Six months after bond investors fought to get a piece of the largest corporate-bond offering in history, there are simmering concerns that the yields they were chasing could be yanked away.
Debt sold by Anheuser-Busch InBev NV to fund its takeover of SABMiller Plc tumbled after the acquisition was thrown into disarray, sparking concerns the company could redeem more than $35 billion of $60 billion in securities sold to help fund the deal. Bond documents show the debt would be bought back at a discount to where the securities have been trading.
Doubts over the takeover couldn’t come at a worse time for bond investors starved of opportunities to earn interest. When AB InBev sold the U.S. portion of its bonds, the company received a record $110 billion in investor orders. The company’s debt had been rising steadily since January, with one portion trading as high as 109.8 cents on the dollar this month. Now the bonds are falling closer to 101 cents, because that’s the price at which bondholders would have to sell their debt back to AB InBev if the deal falls apart.
“People get excited -- they get attracted to the yield and they assume an announced deal is a done deal,” said Joe Mayo, head of credit research at Conning, a global insurance investment manager with about $104 billion in assets under management. He said he doesn’t buy bonds that back pending acquisitions above their redemption price. “That’s taking an unnecessary risk, ultimately.”
Mandatory Redemption
All of the bonds except for $17 billion of 20- and 30-year notes carry a special mandatory redemption of 101 cents if the takeover is canceled, Bloomberg data show.

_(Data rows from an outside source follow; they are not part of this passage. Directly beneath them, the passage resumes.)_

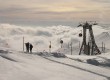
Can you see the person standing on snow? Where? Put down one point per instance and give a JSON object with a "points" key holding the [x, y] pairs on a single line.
{"points": [[31, 46], [27, 46]]}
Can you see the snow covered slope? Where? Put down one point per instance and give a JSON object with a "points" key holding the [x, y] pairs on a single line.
{"points": [[16, 65], [21, 66]]}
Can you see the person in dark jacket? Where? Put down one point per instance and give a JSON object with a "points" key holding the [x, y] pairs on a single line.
{"points": [[31, 46], [27, 46]]}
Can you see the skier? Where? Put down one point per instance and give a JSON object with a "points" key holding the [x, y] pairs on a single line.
{"points": [[31, 46], [27, 46]]}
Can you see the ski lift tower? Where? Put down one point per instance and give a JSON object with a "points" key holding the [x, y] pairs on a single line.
{"points": [[89, 48]]}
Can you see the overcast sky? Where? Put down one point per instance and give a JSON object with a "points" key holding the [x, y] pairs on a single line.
{"points": [[55, 11]]}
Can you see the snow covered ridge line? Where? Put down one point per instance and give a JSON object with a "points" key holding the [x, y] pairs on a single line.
{"points": [[11, 35]]}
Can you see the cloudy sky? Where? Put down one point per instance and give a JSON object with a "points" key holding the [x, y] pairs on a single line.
{"points": [[54, 11]]}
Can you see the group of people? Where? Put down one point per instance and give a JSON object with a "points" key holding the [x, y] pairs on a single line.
{"points": [[29, 47]]}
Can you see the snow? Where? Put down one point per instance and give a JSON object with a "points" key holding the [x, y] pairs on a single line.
{"points": [[17, 65]]}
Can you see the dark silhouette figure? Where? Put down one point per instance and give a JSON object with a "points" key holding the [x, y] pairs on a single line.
{"points": [[27, 46], [31, 46]]}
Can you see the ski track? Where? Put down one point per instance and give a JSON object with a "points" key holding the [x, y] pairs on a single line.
{"points": [[66, 64]]}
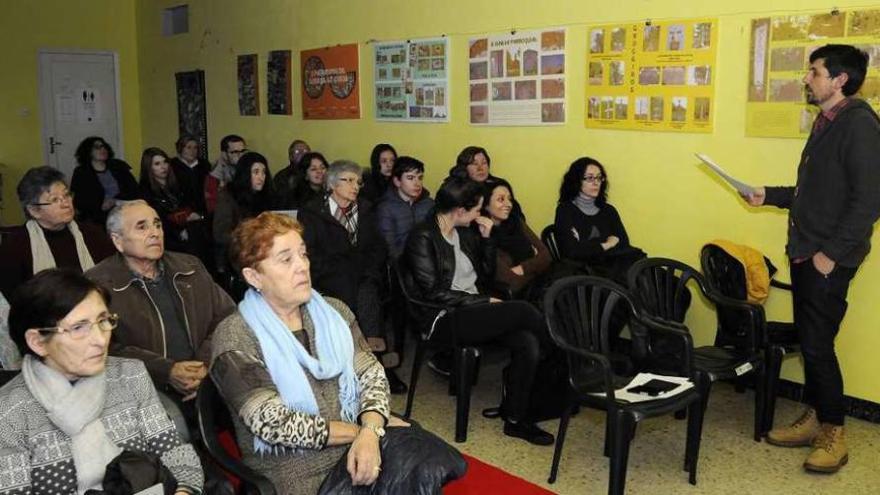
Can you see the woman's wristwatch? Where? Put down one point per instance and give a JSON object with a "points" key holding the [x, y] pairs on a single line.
{"points": [[378, 430]]}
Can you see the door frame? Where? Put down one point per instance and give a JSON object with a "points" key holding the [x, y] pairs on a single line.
{"points": [[47, 116]]}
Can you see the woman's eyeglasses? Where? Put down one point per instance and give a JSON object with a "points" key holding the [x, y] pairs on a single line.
{"points": [[82, 329], [56, 200]]}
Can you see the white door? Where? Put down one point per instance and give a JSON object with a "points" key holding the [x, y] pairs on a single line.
{"points": [[79, 97]]}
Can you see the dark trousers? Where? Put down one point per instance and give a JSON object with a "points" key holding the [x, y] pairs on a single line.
{"points": [[819, 306], [516, 325]]}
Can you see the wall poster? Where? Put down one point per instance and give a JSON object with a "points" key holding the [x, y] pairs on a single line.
{"points": [[192, 111], [278, 74], [652, 76], [330, 83], [412, 80], [779, 56], [248, 85], [518, 78]]}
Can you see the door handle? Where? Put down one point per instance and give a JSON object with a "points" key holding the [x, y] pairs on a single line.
{"points": [[53, 144]]}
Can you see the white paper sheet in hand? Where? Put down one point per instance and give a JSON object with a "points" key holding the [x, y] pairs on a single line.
{"points": [[741, 187]]}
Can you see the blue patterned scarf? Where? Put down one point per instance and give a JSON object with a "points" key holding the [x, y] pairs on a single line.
{"points": [[281, 350]]}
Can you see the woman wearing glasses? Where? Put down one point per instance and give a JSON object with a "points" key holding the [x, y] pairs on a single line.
{"points": [[51, 237], [589, 230], [100, 180], [73, 410]]}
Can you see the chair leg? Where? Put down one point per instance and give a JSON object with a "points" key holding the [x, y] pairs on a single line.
{"points": [[466, 362], [621, 435], [760, 400], [414, 378], [694, 436], [609, 433], [774, 368], [560, 439]]}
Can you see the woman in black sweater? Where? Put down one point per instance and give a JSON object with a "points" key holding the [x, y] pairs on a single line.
{"points": [[184, 225], [452, 265], [99, 181], [589, 230]]}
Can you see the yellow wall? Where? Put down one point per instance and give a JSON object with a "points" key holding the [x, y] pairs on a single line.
{"points": [[25, 28], [670, 206]]}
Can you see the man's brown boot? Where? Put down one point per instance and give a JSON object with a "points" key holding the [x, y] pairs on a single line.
{"points": [[829, 453], [801, 433]]}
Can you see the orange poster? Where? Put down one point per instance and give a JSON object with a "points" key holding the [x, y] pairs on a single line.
{"points": [[330, 83]]}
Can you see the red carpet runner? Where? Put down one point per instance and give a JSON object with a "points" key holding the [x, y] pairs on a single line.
{"points": [[485, 479]]}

The bonds were sold as part of a $60 billion debt deal -- the largest corporate offering in history. The securities were sold in two parts, a $46 billion deal issued in January and a 12.75 billion euro ($14 billion) sale in March, according to data compiled by Bloomberg.
AB InBev’s $11 billion of 3.65 percent 10-year bonds fell 0.22 cent to 105.97 cents at 8:00 a.m. on Thursday in New York. On Wednesday, they posted their biggest one-day decline since they were issued in January, according to Trace, the bond-price reporting system of the Financial Industry Regulatory Authority. The company’s $6 billion of 3.3 percent seven-year notes fell 0.13 cent to 104.67 cents on Thursday.
‘Worse Off’
“If the deal winds up not going through it obviously changes things for bondholders,” said Jack Flaherty, a New York-based money manager at GAM Holdings AG. “Both companies are worse off if it doesn’t go through.”

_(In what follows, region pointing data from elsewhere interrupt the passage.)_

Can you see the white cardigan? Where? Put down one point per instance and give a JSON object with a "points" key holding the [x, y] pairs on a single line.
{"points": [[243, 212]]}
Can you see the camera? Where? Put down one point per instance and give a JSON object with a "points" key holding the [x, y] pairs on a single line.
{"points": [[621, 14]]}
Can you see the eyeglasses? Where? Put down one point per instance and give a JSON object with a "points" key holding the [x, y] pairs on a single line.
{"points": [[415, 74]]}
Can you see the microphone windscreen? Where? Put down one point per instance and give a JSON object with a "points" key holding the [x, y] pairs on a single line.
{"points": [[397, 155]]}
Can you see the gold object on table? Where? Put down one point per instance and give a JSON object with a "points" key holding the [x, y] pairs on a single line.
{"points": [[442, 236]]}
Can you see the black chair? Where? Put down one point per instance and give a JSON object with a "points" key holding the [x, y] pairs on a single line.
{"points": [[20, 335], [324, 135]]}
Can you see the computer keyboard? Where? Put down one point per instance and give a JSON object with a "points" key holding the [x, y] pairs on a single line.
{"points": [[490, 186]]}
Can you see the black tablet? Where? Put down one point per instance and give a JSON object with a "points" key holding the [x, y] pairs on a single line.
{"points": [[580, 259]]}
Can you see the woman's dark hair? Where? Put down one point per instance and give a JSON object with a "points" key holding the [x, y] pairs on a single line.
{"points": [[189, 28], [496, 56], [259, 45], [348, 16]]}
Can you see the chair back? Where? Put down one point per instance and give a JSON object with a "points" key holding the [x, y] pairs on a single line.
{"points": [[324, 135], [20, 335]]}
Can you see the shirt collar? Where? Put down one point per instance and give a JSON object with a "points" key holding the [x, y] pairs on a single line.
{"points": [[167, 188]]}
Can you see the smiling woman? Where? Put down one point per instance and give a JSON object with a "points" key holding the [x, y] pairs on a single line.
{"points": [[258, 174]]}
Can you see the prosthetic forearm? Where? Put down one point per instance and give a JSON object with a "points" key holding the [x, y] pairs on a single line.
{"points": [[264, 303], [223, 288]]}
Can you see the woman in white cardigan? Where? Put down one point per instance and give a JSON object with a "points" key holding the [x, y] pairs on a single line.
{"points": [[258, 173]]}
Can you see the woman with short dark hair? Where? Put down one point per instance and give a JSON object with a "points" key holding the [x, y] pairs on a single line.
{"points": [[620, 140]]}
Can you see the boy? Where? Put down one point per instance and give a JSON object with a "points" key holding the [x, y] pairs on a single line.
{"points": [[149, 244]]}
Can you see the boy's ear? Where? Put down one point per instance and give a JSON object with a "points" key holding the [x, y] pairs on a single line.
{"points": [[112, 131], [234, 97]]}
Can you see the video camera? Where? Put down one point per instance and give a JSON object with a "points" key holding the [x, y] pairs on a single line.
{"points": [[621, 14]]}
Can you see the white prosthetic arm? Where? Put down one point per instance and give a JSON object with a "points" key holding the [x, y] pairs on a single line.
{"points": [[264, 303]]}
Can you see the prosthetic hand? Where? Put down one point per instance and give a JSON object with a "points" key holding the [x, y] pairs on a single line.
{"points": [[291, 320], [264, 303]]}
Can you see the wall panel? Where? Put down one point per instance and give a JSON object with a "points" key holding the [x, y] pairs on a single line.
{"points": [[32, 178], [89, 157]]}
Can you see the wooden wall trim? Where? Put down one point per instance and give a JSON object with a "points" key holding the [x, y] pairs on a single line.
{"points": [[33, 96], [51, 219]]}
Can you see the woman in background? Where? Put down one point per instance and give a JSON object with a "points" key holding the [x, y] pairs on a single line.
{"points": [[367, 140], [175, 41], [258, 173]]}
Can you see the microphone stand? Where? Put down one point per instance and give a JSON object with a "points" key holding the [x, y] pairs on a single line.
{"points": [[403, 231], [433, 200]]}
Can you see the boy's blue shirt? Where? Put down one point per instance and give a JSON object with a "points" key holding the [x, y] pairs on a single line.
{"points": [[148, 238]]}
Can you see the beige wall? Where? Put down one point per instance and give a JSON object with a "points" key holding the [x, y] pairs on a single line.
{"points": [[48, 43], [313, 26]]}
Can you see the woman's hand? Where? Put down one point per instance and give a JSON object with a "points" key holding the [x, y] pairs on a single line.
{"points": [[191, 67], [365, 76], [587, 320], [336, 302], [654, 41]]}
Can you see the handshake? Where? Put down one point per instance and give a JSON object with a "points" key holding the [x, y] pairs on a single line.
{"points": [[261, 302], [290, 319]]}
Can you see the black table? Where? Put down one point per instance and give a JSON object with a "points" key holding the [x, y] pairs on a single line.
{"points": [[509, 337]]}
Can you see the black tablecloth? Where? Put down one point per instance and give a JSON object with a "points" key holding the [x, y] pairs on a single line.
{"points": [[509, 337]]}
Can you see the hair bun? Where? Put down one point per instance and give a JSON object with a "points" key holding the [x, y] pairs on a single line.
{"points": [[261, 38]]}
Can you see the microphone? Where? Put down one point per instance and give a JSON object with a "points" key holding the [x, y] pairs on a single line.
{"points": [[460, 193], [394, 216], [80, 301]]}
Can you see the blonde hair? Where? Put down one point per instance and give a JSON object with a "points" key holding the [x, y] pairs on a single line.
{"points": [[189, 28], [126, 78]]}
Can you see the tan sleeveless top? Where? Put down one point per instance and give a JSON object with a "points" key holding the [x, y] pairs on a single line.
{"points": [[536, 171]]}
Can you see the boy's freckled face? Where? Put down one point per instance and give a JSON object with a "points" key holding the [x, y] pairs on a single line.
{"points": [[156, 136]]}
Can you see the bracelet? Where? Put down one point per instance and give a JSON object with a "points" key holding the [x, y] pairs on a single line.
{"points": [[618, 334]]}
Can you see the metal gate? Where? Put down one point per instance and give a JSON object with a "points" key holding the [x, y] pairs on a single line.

The euro-denominated portion of the deal was the biggest-ever sale of corporate bonds in the single currency. Holders of those notes will be acutely affected by early redemption as they face the prospect of few investment alternatives for the cash they get back.
Draining Market
Since the European Central Bank began draining the market of highly rated corporate debt under an extension of its stimulus measures in June, yields have slumped to records and investors have had to seek out riskier assets in their hunt for returns.

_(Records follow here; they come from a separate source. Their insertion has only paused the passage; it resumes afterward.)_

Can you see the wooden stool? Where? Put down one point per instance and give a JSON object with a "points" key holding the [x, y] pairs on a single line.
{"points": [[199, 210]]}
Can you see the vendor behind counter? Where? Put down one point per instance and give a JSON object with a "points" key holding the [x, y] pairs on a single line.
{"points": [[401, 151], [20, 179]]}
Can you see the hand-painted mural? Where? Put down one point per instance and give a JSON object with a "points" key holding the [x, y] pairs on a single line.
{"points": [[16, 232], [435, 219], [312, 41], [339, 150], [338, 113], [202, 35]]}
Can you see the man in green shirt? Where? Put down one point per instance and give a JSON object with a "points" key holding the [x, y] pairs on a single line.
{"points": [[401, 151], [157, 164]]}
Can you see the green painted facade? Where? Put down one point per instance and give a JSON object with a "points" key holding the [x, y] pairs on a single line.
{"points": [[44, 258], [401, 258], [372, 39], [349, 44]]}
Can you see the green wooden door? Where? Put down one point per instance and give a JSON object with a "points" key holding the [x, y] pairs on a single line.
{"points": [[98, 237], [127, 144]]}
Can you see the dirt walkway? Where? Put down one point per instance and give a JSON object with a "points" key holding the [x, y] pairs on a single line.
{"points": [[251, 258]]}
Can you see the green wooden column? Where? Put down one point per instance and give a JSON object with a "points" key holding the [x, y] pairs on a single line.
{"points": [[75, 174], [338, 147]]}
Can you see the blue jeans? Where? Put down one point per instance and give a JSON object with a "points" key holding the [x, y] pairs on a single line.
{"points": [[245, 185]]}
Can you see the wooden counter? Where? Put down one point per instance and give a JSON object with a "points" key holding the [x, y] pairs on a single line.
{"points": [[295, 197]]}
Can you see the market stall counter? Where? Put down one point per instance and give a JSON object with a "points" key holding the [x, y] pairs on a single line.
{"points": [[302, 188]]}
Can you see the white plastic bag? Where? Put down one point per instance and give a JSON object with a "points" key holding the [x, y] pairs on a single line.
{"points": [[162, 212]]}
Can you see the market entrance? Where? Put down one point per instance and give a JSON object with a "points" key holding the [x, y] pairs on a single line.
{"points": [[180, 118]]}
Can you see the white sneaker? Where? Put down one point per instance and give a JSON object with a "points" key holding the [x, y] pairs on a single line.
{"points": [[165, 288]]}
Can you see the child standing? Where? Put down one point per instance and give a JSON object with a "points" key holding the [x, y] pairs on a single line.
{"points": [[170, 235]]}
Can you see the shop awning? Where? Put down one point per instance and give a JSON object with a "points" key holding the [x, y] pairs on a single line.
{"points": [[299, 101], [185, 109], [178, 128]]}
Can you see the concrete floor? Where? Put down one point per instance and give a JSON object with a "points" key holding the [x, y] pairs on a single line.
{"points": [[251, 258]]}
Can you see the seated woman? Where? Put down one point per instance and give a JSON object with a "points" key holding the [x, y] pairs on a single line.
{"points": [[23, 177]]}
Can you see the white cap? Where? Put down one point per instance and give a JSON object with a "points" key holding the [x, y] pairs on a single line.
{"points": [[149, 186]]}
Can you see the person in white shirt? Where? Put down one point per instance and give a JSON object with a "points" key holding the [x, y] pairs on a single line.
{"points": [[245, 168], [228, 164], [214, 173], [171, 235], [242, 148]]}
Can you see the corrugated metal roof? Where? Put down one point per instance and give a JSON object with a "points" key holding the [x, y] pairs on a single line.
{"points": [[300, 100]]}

“There aren’t many great opportunities in European investment grade at the moment,” said Gordon Shannon, a London-based money manager at TwentyFour Asset Management, which oversees 6.4 billion pounds ($8.4 billion) of assets. “I’d imagine if people want yield, they’d be buying financials or high-yield or looking at other currencies.”
The decision to suspend the integration from London-based SABMiller comes after a rebellion from its shareholders who say they haven’t been compensated enough for the pound’s recent plunge. Advisers continue to work on the transaction, and SABMiller’s board hasn’t decided to walk away from the deal as it reviews an improved offer from AB InBev, people familiar with the matter said.
AB InBev agreed in October to buy SABMiller for more than $100 billion. Combined they would produce almost one in three beers worldwide. The takeover would give AB InBev control of such brands such as Peroni and Coors.